I have dense breasts. Does that increase my risk of breast cancer?

DEAR DOCTOR K:

My doctor says I have dense breasts, and a friend says that means I have an increased risk of breast cancer. I’m hoping you’ll tell me that’s not so.

DEAR READER:

I wish I could fully reassure you, but I can’t. A woman who has dense breasts does have a slightly increased risk of breast cancer, although not clearly an increased risk of fatal breast cancer.

What are “dense” breasts? Women with dense breasts have relatively less fat in their breasts. Specifically, if more than 50 percent of your breasts are made up of other breast tissue (as opposed to fat), then by definition you are said to have dense breasts. It’s not uncommon; about 40 percent of women have dense breasts.

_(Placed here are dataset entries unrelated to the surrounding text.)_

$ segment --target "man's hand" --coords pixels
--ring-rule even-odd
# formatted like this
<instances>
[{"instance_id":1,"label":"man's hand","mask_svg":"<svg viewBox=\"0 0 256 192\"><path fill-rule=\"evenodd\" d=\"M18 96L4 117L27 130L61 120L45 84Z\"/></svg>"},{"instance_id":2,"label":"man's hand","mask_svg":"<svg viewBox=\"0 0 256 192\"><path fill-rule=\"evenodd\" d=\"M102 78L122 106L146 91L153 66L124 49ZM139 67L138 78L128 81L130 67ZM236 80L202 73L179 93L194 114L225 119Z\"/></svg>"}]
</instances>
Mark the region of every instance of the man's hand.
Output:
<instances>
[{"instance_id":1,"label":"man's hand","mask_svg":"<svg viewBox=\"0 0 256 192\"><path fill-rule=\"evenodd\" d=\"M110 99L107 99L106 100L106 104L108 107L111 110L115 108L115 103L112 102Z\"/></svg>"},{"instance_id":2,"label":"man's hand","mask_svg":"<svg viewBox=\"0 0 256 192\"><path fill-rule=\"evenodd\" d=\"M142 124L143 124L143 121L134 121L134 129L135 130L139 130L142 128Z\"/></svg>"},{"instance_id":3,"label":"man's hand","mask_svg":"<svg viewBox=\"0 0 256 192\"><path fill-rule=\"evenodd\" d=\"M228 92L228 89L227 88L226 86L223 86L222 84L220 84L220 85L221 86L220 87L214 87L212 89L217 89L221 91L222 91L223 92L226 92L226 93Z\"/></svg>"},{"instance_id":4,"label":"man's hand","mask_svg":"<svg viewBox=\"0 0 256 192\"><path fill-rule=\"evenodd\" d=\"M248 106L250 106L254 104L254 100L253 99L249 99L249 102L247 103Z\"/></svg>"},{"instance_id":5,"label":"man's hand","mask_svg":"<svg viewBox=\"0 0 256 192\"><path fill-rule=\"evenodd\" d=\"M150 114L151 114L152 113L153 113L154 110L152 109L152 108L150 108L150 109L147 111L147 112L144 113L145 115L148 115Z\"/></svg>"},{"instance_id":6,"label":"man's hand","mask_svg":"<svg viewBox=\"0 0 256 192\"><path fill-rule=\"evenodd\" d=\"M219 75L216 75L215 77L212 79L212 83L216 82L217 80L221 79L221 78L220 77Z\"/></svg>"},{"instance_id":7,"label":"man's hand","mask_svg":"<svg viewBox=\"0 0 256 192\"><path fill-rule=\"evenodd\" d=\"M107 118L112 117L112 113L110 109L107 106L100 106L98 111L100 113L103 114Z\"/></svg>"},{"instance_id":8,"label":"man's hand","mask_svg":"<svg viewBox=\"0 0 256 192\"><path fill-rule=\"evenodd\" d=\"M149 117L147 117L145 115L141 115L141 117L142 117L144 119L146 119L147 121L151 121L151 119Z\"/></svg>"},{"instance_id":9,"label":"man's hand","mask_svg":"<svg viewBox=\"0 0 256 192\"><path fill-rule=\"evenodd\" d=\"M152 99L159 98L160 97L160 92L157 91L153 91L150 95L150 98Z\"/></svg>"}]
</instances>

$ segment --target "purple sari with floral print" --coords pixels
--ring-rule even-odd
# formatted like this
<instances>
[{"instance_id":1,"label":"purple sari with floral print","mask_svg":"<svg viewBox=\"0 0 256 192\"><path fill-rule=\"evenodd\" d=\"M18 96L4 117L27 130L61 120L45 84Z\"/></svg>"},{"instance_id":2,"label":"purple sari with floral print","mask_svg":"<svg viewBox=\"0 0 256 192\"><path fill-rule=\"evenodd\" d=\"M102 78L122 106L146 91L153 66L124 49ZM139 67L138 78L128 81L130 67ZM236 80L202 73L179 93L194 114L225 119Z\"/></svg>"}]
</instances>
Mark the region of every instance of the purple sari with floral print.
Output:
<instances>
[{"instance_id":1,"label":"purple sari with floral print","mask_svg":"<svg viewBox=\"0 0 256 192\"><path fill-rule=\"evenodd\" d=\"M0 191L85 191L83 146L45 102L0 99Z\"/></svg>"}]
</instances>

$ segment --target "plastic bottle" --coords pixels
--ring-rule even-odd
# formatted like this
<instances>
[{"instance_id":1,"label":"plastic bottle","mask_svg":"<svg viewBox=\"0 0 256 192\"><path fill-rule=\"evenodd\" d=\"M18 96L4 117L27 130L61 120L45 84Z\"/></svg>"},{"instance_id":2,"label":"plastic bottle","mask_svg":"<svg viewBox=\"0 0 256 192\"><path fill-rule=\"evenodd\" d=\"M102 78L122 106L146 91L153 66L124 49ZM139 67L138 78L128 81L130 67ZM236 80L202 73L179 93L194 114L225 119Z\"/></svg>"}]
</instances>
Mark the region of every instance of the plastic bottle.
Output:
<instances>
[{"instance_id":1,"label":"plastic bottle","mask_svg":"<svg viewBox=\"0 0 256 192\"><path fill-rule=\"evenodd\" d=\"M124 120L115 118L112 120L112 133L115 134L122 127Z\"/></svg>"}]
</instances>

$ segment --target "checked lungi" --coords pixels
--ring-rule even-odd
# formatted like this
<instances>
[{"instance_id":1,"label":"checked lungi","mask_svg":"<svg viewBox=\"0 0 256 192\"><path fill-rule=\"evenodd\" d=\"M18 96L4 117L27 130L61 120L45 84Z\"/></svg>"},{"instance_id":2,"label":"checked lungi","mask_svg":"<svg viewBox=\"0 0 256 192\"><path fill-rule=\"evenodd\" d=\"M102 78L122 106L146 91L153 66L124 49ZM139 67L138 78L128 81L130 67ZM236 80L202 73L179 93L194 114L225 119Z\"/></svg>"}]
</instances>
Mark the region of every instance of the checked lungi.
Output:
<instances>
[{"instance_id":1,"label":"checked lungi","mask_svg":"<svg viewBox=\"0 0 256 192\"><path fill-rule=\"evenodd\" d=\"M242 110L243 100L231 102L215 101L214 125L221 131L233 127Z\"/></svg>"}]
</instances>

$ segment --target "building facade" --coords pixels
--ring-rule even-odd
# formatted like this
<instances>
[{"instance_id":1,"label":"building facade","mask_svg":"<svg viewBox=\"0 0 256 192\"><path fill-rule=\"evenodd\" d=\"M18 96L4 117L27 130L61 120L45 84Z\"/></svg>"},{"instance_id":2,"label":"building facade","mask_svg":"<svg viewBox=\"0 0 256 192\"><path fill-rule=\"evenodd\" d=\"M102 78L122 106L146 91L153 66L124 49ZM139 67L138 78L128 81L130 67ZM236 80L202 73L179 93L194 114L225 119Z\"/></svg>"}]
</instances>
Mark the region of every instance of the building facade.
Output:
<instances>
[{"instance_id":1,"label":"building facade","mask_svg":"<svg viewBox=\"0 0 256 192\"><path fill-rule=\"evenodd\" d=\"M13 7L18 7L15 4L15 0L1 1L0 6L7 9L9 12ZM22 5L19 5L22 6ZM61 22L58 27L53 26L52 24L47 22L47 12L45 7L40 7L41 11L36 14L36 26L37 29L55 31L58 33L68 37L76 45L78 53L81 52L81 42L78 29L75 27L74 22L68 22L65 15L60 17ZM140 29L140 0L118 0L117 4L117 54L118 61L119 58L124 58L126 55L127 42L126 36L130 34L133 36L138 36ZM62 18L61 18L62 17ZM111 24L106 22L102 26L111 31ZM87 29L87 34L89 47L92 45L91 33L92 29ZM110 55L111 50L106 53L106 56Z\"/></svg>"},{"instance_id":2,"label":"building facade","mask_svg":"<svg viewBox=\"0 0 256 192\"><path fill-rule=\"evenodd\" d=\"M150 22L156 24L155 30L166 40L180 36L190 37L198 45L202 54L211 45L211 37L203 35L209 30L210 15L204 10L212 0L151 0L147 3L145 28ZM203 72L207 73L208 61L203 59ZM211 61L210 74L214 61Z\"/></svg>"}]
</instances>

Dense breasts cause a second problem: They can make cancer harder to spot on standard mammograms. That’s because both breast tissue and tumors appear white on a mammogram. It’s easy to see individual snowflakes when they fall on a black glove, but it’s hard to see them when they rest on a bed of snow. That is the challenge radiologists face when trying to read the mammograms of a woman with dense breasts.

There now is a federal law in the United States that mammogram reports should always explicitly state whether a breast is dense or not.

So should you have additional screening tests for breast cancer? Probably yes, but don’t expect perfection. No test can diagnose breast cancer with 100 percent accuracy, especially in women with dense breasts. In addition, the additional tests that I’m about to describe pick up a lot of “false positive” test results.

False-positive results look like cancer, and therefore lead to a biopsy, but the biopsy shows no cancer. Until the result is known, a woman and her family understandably have anxiety. Also, the biopsy can lead to complications, like an infection, though that’s rare. Finally, the tests and the biopsy add financial costs.

Yet the additional testing may spot a cancer that might have been missed by a standard mammogram. The additional tests that are often done include:

  • ULTRASOUND. In September 2012, the FDA approved a new breast ultrasound system specifically for screening dense breasts. This ultrasound scans the entire breast using high-frequency sound waves and quickly produces several images. If you were going to have additional testing, your doctor most likely will recommend this ultrasound.
  • MAGNETIC RESONANCE IMAGING (MRI) uses magnets and radio waves to visualize the breasts. It is most valuable in women at higher risk for breast cancer that runs in families. However, it is not recommended specifically for dense breasts, and may have as many false-positive results as standard mammograms.
  • DIGITAL MAMMOGRAPHY sends X-ray images of the breast to a computer. It is somewhat more accurate than regular film mammography in women with dense breasts.

Talk with your doctor about the best way of detecting breast cancer because of your possible higher risk.

(This column is an update of one that ran originally in September 2013.)